Monday, September 21, 2009

Eavesdropping Finally Pays Off

Last week at dinner Dad told our new(est) roommate, Chalrton M. Bouchemeyer, his legendary "I-fed-my-thumb-into-my-tablesaw" story, to great critical acclaim. CB, having recently cut his thumb in an impressive manner, was so enthralled with Dad's maiming story, that he took it with him to work the next day and passed it on to a friend. Shortly thereafter he sent me the following email transmission:

Get this: I’m at work this morning and one of the guys asks me how my hurt thumb is doing. I told him it hurts worse to change the bandage than it actually did to cut it, which segued nicely into the story your dad told me about his table saw accident.
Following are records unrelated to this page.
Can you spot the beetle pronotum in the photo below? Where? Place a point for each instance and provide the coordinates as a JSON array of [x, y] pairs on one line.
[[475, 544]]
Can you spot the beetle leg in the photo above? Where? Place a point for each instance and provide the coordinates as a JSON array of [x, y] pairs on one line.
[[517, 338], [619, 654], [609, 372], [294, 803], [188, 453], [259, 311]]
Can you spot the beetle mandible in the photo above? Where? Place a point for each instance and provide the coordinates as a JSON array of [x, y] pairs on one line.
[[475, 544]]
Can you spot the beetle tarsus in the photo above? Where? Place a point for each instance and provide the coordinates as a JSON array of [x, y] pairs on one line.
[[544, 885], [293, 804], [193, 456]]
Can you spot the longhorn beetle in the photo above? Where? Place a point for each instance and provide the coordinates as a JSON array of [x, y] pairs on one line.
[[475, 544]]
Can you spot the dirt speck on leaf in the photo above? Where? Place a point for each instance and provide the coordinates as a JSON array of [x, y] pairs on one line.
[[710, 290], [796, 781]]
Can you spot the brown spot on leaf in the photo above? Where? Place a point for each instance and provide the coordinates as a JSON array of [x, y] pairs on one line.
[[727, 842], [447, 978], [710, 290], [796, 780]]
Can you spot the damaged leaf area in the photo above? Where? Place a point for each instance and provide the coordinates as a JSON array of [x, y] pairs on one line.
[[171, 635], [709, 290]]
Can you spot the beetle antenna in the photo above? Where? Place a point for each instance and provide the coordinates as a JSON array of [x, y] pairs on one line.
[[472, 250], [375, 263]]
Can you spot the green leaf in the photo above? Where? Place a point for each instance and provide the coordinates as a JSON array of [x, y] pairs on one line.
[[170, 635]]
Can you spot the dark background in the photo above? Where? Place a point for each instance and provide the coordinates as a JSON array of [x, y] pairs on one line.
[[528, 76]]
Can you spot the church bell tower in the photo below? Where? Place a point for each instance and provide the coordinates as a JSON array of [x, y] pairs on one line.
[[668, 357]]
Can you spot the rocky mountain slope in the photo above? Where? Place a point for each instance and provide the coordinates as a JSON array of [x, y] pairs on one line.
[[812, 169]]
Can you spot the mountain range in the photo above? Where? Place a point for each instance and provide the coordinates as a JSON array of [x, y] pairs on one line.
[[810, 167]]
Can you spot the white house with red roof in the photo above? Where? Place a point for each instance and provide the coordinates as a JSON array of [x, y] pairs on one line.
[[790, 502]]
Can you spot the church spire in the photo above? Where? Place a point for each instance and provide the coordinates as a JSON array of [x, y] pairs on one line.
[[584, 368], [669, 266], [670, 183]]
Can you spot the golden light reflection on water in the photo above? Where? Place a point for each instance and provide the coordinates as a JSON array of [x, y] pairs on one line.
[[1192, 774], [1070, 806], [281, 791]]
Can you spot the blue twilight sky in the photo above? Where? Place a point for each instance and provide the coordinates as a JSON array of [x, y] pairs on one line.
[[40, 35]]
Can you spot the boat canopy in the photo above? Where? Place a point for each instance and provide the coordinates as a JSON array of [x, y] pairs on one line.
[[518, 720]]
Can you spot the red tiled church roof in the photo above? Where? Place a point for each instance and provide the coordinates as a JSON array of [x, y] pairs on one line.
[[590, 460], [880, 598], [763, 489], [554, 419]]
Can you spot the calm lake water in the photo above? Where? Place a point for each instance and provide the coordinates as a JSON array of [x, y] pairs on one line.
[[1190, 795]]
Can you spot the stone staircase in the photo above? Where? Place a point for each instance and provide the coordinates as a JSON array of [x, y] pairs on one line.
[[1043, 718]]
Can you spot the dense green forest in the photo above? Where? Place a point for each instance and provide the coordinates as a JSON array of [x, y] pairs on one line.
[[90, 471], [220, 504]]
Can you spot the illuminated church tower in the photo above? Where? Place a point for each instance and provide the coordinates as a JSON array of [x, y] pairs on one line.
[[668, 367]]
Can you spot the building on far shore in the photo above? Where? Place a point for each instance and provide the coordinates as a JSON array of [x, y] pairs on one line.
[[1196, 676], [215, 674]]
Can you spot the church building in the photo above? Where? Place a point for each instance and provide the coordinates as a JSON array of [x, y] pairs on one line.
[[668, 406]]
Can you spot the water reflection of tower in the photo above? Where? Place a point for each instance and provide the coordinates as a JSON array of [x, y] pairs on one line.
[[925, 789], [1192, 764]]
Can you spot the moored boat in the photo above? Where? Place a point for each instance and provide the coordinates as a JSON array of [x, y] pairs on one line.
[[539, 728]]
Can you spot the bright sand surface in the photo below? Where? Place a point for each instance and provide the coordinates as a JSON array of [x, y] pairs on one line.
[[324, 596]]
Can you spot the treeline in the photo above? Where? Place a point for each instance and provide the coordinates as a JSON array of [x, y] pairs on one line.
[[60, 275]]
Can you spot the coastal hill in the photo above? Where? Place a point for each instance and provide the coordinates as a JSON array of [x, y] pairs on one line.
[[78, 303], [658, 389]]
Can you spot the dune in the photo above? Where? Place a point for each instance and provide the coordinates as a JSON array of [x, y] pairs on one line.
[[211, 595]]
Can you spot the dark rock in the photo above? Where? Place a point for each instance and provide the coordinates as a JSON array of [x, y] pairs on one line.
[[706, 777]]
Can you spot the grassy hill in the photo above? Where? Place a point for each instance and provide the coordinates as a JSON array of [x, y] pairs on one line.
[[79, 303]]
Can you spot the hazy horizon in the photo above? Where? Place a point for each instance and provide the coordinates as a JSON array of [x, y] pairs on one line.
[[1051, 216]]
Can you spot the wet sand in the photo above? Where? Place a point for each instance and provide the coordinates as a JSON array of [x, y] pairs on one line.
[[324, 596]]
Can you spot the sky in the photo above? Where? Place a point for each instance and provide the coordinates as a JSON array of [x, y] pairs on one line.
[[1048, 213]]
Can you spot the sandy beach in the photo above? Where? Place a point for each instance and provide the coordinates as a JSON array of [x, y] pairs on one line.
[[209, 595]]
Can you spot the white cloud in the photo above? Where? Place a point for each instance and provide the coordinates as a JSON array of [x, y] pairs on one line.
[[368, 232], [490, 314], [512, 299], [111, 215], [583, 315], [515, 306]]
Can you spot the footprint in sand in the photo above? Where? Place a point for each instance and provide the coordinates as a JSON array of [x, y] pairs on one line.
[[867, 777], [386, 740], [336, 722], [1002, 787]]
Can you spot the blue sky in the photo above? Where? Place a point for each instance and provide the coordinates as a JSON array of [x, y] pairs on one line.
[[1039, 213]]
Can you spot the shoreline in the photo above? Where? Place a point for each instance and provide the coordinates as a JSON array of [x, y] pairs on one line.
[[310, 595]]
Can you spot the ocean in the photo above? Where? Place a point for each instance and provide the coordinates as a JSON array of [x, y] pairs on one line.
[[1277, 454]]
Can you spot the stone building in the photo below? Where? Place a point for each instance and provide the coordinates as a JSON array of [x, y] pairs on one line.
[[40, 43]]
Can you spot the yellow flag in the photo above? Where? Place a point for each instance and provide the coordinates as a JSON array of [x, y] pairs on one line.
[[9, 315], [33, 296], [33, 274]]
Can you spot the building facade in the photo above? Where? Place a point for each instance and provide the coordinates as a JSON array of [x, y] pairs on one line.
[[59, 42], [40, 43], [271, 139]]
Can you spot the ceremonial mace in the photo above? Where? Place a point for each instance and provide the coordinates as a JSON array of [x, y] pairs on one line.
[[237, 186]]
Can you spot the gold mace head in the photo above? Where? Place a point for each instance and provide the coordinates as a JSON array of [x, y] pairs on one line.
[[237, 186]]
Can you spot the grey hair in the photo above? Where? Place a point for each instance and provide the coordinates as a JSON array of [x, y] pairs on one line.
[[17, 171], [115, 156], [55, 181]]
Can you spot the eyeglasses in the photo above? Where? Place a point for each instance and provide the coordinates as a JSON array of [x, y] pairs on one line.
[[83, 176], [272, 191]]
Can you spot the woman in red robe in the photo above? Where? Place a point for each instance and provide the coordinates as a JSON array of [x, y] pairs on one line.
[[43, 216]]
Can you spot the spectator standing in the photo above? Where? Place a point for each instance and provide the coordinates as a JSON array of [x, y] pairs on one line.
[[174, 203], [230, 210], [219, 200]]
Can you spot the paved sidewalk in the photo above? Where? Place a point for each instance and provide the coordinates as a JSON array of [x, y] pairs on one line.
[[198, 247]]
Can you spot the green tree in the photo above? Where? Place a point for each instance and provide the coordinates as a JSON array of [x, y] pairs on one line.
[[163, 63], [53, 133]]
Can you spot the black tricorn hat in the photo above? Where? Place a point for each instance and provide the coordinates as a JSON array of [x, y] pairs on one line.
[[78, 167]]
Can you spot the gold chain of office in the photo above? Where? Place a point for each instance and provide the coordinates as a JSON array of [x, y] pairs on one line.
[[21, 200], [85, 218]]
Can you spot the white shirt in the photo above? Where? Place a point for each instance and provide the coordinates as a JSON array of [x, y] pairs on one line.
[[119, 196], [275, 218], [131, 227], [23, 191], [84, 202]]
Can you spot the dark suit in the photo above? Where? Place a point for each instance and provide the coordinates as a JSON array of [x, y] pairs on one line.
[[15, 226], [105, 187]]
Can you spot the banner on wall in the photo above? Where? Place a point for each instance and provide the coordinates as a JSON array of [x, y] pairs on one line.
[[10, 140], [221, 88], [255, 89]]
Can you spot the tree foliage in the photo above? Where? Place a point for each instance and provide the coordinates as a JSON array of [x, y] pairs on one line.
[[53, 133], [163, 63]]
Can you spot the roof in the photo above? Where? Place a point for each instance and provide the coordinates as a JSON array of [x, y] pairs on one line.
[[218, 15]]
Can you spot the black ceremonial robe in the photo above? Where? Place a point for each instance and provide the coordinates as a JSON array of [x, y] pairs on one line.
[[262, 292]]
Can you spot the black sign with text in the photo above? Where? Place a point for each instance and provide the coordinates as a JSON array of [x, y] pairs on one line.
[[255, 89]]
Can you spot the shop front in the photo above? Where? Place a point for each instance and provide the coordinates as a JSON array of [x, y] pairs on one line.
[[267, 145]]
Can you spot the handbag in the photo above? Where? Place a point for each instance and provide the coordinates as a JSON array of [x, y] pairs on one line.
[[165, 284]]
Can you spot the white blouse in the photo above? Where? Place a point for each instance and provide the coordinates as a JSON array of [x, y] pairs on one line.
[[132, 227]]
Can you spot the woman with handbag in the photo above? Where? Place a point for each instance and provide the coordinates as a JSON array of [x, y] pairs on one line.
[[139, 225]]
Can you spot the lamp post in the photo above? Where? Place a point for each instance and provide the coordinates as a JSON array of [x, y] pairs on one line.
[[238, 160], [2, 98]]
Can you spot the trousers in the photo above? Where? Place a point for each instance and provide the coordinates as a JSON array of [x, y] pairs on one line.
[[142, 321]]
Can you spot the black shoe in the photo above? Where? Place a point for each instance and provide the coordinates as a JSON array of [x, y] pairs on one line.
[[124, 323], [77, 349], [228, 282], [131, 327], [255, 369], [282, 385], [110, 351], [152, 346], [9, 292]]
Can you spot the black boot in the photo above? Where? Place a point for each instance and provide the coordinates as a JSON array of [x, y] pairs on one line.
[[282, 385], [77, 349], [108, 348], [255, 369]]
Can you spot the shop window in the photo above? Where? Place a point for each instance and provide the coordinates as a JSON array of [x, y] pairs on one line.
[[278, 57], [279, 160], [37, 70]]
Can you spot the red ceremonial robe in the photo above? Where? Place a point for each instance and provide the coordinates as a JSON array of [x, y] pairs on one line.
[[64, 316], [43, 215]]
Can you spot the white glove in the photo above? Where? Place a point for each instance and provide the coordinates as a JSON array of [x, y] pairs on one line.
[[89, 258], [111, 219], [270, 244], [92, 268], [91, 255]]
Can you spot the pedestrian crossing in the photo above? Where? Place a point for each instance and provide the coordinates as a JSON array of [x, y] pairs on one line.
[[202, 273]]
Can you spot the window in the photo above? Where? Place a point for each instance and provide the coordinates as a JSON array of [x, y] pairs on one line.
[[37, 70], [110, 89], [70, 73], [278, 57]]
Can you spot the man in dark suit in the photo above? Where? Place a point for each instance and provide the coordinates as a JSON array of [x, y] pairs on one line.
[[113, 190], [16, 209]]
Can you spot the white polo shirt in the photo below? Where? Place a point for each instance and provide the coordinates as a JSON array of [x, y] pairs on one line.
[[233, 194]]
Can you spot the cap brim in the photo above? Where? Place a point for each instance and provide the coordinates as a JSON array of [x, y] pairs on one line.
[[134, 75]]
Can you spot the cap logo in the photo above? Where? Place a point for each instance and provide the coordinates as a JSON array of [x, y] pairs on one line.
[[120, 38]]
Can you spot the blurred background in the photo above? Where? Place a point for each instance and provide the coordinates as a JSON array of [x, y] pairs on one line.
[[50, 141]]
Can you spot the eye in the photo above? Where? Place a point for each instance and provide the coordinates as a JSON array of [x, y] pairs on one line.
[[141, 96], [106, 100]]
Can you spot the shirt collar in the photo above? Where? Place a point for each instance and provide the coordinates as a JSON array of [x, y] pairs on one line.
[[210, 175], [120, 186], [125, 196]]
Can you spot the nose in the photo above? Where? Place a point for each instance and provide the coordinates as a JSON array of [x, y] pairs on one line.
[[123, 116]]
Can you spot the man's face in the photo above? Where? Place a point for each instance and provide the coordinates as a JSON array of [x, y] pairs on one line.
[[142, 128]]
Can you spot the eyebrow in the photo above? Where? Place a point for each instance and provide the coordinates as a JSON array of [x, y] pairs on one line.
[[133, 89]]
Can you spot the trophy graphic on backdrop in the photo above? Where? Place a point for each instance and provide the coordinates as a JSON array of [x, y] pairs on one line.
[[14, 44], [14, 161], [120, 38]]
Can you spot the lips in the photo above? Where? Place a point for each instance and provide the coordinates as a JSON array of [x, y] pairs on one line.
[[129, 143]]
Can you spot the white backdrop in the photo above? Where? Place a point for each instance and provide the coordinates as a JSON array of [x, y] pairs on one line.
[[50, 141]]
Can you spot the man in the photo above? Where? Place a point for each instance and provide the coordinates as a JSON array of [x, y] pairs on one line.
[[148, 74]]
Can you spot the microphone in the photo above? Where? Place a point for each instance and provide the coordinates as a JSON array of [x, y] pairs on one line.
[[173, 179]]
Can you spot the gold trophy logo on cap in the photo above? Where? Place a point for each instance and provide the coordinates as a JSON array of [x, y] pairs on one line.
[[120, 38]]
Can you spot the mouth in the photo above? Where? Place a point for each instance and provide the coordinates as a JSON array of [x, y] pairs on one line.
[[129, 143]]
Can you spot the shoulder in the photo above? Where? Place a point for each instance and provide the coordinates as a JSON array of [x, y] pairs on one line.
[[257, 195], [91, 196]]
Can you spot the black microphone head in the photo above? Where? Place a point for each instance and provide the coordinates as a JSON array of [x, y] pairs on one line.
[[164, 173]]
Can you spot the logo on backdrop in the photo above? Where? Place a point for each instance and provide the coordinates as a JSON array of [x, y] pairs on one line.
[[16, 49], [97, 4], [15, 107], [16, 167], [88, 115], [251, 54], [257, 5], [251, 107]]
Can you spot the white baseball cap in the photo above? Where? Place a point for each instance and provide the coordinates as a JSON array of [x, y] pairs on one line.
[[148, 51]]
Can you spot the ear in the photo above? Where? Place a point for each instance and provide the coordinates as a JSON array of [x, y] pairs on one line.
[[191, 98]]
So, I’m telling him about that when all of a sudden we hear this loud THUMP from the next cube over. We both look over and this girl we work with has fallen out of her chair, head first onto the floor. Nobody knows what is going on, so we rush over and try to talk to her and help her back into her chair. I send someone for ice water and try to ask her what is wrong but she is completely out of it, slumped over on her desk and staring vacantly at the floor. This goes on for about 5 minutes - her eyes are open, she is pale and sweating and can’t speak at all. I’m thinking she is having a seizure or a stroke, but I’m trying not to let on so that the entire office doesn’t panic, but pretty soon I’m getting nervous because she is totally not there mentally. I mean - she's completely out of it.

We are on the verge of calling the ER when suddenly she starts to come around and says, “Sorry, I overheard that story. I think I fainted. What’s going on?” And just like that - she was back to normal. It was like nothing ever happened, except that now I'm all sweaty and about to pass out myself.

The long and short of it is simply this: your dad’s second-hand story almost caused third-party hospitalization.

I’m still a little freaked out about her passing out, but you gotta admit that is pretty impressive. Now I’m looking at my bandage and thinking “Maybe one day little buddy, you can be just like Jim Ewing’s thumb.”